Een koopje

In de trein naar Den Haag las ik dat Kees van Kooten beweerde dat masturberen vroeger, zonder het internet, een hele klus was. Tegenwoordig was er geen eer meer aan te behalen.
    Ik deel zijn wantrouwen jegens dat wat gemakkelijk of comfortabel is. Daarin ben ik niet alleen. De toerisme-industrie biedt al een poosje reizen aan waarvan het gebrek aan comfort het voornaamste verkoopargument is. Dat heet dan authenticiteit.
    Wellicht bestaan er ook zulke nichemarkten in internetporno, voor mensen die comfortabele orgasmen wantrouwen.
   
D. en ik aten dim sum in de Wagenstraat.
    Hij wilde weten waarom ik boos word wanneer iemand het begrip authenticiteit in de mond neemt.
    Er volgde een warrig gesprek. Ik geloof niet dat je de waarheid over jezelf kan opdiepen tijdens een cursus of consult. Wel geloof ik dat veel mensen bereid zijn om iemand te betalen die uitlegt dat hun ongemak, angst of weerzin jegens de medemens alleszins acceptabel is. Het woord authenticiteit schijnt in dat verband wonderen te doen.
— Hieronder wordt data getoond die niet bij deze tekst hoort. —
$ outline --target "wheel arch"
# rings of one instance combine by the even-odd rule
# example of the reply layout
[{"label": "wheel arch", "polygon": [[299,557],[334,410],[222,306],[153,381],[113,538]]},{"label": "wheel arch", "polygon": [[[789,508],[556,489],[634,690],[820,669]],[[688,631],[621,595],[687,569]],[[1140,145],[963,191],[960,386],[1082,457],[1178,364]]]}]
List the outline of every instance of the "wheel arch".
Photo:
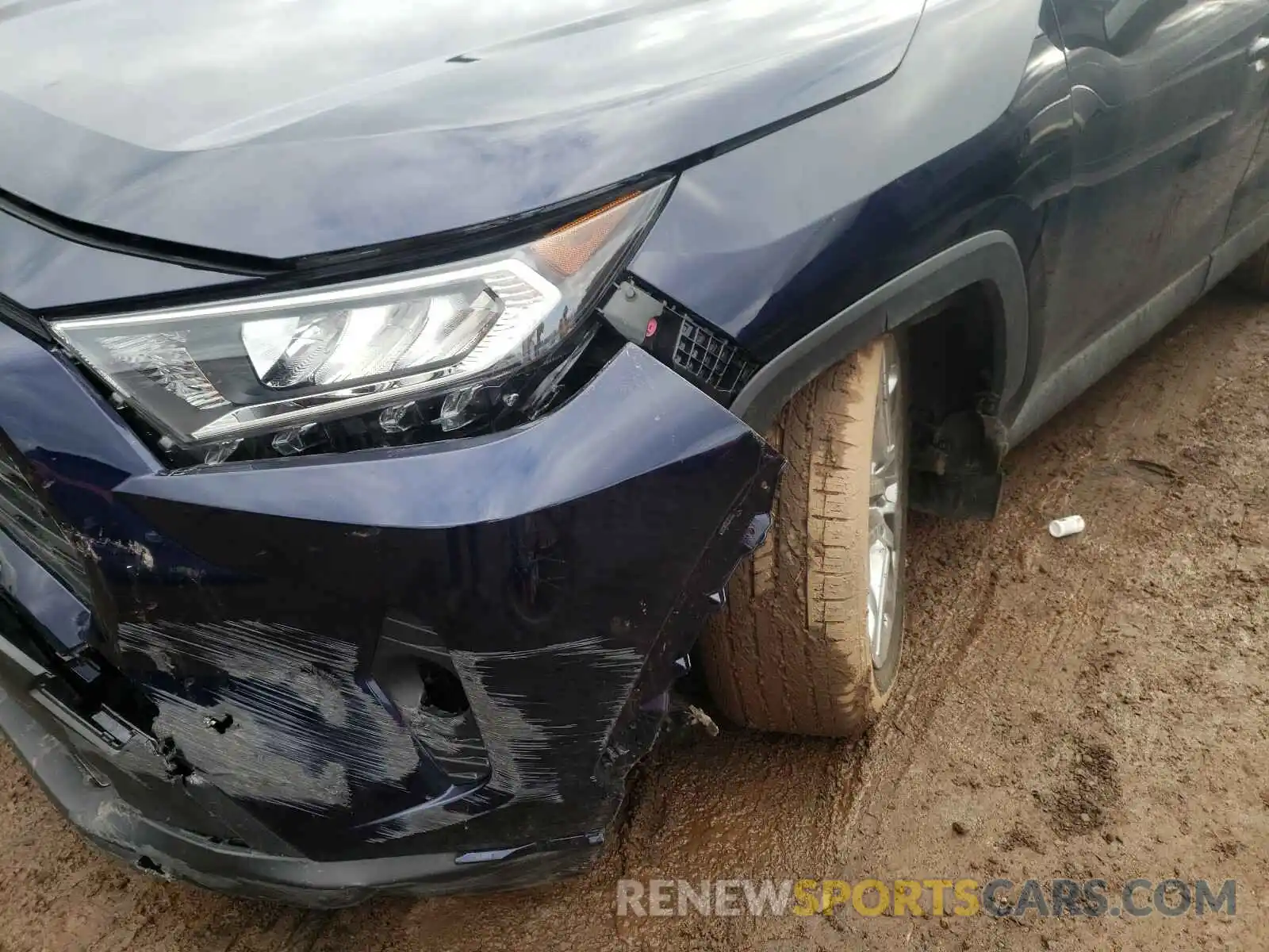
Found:
[{"label": "wheel arch", "polygon": [[732,413],[765,433],[793,395],[873,338],[938,314],[971,288],[982,291],[995,329],[991,376],[1000,405],[1019,393],[1030,336],[1027,277],[1005,231],[966,239],[881,286],[765,363]]}]

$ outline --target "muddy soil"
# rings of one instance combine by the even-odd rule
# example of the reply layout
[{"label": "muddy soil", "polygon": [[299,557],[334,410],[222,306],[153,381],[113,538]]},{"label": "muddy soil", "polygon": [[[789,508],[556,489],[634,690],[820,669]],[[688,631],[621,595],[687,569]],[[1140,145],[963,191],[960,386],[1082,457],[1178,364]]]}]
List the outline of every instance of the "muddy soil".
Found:
[{"label": "muddy soil", "polygon": [[[509,896],[303,913],[100,858],[0,745],[0,949],[1269,948],[1269,308],[1217,292],[915,520],[900,696],[860,745],[664,745],[605,858]],[[1079,513],[1082,536],[1048,519]],[[1237,880],[1237,914],[619,918],[619,877]]]}]

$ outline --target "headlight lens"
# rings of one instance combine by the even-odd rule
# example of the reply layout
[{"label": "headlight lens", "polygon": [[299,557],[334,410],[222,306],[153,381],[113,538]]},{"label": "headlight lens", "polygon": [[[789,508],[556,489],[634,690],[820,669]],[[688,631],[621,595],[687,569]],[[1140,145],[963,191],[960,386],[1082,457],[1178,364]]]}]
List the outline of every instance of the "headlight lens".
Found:
[{"label": "headlight lens", "polygon": [[549,353],[591,310],[667,188],[458,265],[51,329],[184,447],[401,405]]}]

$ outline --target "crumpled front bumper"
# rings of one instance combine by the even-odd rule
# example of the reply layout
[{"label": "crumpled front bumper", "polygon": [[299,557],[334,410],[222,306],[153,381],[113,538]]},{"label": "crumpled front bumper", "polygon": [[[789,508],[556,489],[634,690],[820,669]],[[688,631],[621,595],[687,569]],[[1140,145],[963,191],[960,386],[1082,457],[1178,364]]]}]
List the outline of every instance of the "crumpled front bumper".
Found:
[{"label": "crumpled front bumper", "polygon": [[[633,345],[504,434],[169,473],[0,326],[0,437],[93,602],[90,623],[23,602],[70,593],[9,560],[0,729],[104,848],[311,905],[585,862],[780,467]],[[88,656],[147,722],[57,701]]]}]

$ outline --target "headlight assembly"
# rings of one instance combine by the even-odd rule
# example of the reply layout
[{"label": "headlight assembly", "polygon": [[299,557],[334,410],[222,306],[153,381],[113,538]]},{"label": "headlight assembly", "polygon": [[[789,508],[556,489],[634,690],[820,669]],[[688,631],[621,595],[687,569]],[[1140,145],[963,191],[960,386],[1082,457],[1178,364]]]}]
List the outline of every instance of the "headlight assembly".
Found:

    Dat lijkt me weinig bezwaarlijk. Ik hoor wel eens klachten over de tarieven van loopbaancoaches en vergelijkbare beroepsgroepen, maar voor het produceren van wonderen komt een uurtarief van honderdvijftig euro me redelijk marktconform voor. Goed, Jesus werkte gratis, maar het was wel lastig een afspraak met hem te maken tijdens kantooruren.
    In de marketing verschijnen de laatste jaren boeken over authenticiteit. Ze beantwoorden de vraag hoe je als bedrijf consumenten de illusie kunt verkopen dat ze uniek zijn en een echt leven leiden. Voor zo’n product ben ik ook in de markt, ik hou me aanbevolen voor tips.
    Al met al werd mijn boosheid niet opgehelderd.

We eindigden in café De Paas. Op mijn verzoek reconstrueerden we de paden die ons nu hadden afgeleverd in de boezem van de oppassende middenklasse. De meest dramatische wending in het pad van D. had zich voorgedaan toen hij, na twee jaar, er achter was gekomen dat de studie bedrijfskunde zich nogal vasthoudend met bedrijven bezighield. Toen is hij iets anders respectabels gaan studeren. Een dergelijk inzicht had zich bij mij nog niet voorgedaan.
    Vlak na de conclusie dat we geen van beide aanleg hadden voor avontuur, sprong hij ineens op om zijn trein te halen. Anders zou hij te laat in bed liggen.
    Zo bleef ik achter met twee halfvolle bierglazen.
    Naast me vroeg een oude man aan de barkeeper of hij nog een vrouw voor hem in de aanbieding had. Hij was er wel weer aan toe.
    De barkeeper schudde zijn hoofd.
    De man knikte zachtjes. Om zijn hals hing een plastic buisje, alsof hij een stethoscoop droeg onder zijn trui.
    We luisterden naar de muziek.
    ‘Is dit Perry Como?’ vroeg hij aan de barkeeper.
    Het bleek Sinatra te zijn.
    Bij het volgende nummer vroeg de man weer of het Perry Como was.
    Maar ook dat was niet Perry Como.
    Ik had grote moeite mijn bierglas leeg te drinken.
    De man staarde voor zich uit. Er waren genoeg lege barkrukken, maar hij wilde blijkbaar liever staan.
    Tijdens een ander muzieknummer verzuchtte hij: ‘Ik was nog jong toen dit op de radio kwam.’
    Toen legde hij zijn hoofd op de rand van de bar.
    Echtheid.
    Honderdvijftig euro om je daarmee te verzoenen is een koopje.